Книга Маруся отравилась. Секс и смерть в 1920-е, страница 7. Автор книги Дмитрий Быков

Разделитель для чтения книг в онлайн библиотеке

Онлайн книга «Маруся отравилась. Секс и смерть в 1920-е»

Cтраница 7

Вот «Наводнение» — оно про такое же расчеловечивание, но в смысле более широком, метафорическом; Замятин все-таки имел исключительное, нечеловеческое чутье на все новое, и доходило это до него раньше, чем до большинства. Умер он, кстати, того же 10 марта, что и Булгаков, только двумя годами раньше, — и удивительное у них было психологическое, нравственное, даже и стилистическое сходство, и темы они разрабатывали одни и те же (любопытнейшее занятие — сравнить исторические главы

«Мастера» и «Бич Божий»). Но параллели эти, особенно на рубеже двадцатых-тридцатых, ничуть не мистические, а вполне естественные: народился в самом деле новый тип, для которого жизнь человеческая — совершенное ничто. Ключ к атмосфере этого времени — в двух фразах: «Всю ночь со взморья ветер бил прямо в окно, стекла звенели, вода в Неве подымалась. И будто связанная с Невой подземными жилами — подымалась кровь».

Софья убивает Ганьку, как Зотова — Сонечку, за то, что та молода, красива, удачлива. За то, что сама она старше, и жизнь ее кончена; за то, что она бесплодна. Сама сцена убийства — точно из судебного фельетона или протокола: «Ганькины туфли, коричневое платье, сорочка, политые керосином, уже горели в печи, а сама она, вся голая, розовая, парная, лежала ничком на полу, и по ней, не спеша, уверенно ползала муха. Софья увидела муху, прогнала ее. Чужие, Софьины руки, легко, спокойно разрубили тело пополам — иначе его было никак не унести. Софья в это время думала, что в кухне на лавке лежит еще не дочищенная Ганькой картошка, нужно ее сварить к обеду. Она пошла в кухню, заперла дверь на крючок, затопила там печь».

Но именно после этого убийства «в ней наконец прорвало какой-то нарыв, лилось оттуда, капало, и с каждой каплей ей становилось все легче». И именно после этого убийства неплодная Софья забеременела и в родильной горячке призналась в убийстве. И здесь — финал, обрыв текста, истории, да и литературной судьбы Замятина. Это последний великий текст двадцатых. И, может быть, лучший в этой книге — так холодно и точно он написан, так неуклонно проведены его лейтмотивы: кровь, вода, наводнение, синяя жила, как Нева… Можно бы толковать этот текст произвольно, усматривая, например, в революции метафору кровавого наводнения, «поднимающейся крови» и утверждая, что только после этой волны убийств и расправ в России раскрылось что-то и она смогла наконец понести дитя, родить нечто новое и небывалое. Что только такой ценой возможно было обновление — но все эти плоские трактовки только унижают последний петербургский рассказ Замятина, последнюю прозу самой странной, отчаянной и плодотворной советской эпохи. Замятин сказал об этой атмосфере больше, полней, чем все описатели студенческих оргий и послереволюционных самоубийств; сказал так, что ощутим стал запах эпохи — запах комаровского чулана, в котором спрятан свежий труп. Не единственный ее запах, нет; но запах этот пробивается через все остальное, через все весеннее обновление и паровозный субботнический энтузиазм. Замятин, как всегда, сказал не про то, о чем говорили все, — но про то, что все чувствовали.

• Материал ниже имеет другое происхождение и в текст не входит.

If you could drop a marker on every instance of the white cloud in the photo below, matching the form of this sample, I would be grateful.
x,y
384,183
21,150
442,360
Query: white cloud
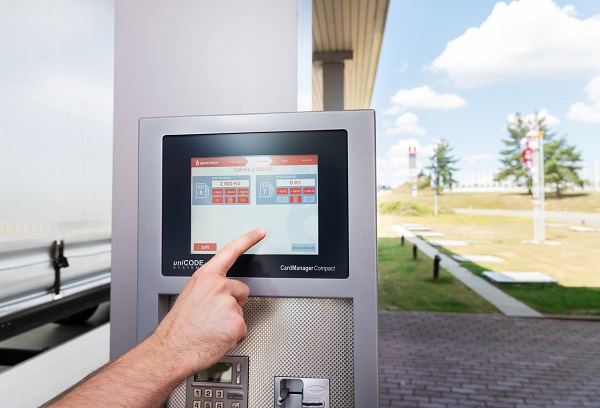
x,y
406,123
392,170
532,118
520,40
588,112
424,97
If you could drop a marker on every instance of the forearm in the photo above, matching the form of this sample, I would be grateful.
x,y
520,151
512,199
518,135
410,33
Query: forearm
x,y
143,377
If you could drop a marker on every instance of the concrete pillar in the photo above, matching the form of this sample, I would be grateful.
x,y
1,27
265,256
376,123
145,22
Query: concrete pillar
x,y
189,57
333,86
333,64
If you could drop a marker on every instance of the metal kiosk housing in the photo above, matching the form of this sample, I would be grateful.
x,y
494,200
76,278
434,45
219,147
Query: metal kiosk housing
x,y
314,339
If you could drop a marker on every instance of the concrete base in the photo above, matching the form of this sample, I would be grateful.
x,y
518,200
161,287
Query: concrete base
x,y
447,242
518,277
477,258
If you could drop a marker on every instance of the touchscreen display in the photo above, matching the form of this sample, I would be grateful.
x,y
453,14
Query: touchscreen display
x,y
232,195
216,187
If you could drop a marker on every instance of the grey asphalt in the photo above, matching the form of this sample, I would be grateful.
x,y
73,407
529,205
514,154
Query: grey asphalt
x,y
442,360
578,218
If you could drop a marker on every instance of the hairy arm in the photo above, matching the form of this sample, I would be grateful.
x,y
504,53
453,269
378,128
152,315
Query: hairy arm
x,y
203,325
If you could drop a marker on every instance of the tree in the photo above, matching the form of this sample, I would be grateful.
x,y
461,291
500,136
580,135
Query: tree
x,y
561,164
561,161
445,167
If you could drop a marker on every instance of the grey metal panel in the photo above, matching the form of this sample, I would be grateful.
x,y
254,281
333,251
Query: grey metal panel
x,y
361,285
296,337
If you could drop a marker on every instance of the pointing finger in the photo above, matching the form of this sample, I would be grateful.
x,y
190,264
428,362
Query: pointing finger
x,y
223,260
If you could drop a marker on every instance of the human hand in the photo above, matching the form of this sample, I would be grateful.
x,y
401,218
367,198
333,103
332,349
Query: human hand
x,y
207,319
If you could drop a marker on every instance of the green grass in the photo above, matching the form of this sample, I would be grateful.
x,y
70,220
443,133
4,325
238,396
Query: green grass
x,y
558,300
407,285
569,201
547,299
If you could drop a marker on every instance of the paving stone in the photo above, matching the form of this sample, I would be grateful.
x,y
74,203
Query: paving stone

И сейчас, после очередного крушения надежд, это тоже так.

6

И обо всем этом, возможно, не стоило бы сейчас вспоминать, если бы мы не жили в очень схожей реальности, заставляющей поминутно оглядываться на двадцатые годы; если бы наша собственная действительность не была сколком с советского Серебряного века — семидесятых; только труба пониже и дым пожиже.

Я окончательно уверился в необходимости издать эту антологию после истории Артема Исхакова, который убил свою бывшую подругу Таню Страхову, дважды вступил с ее телом в посмертный сексуальный контакт, подробно описал все это и повесился. Ему было двадцать, ей — девятнадцать. Этот случай породил большую литературу и колоссальный хайп в сетях, и все это прямое продолжение «Дела о трупе», то есть коллизия Серебряного века, брошенная в полк.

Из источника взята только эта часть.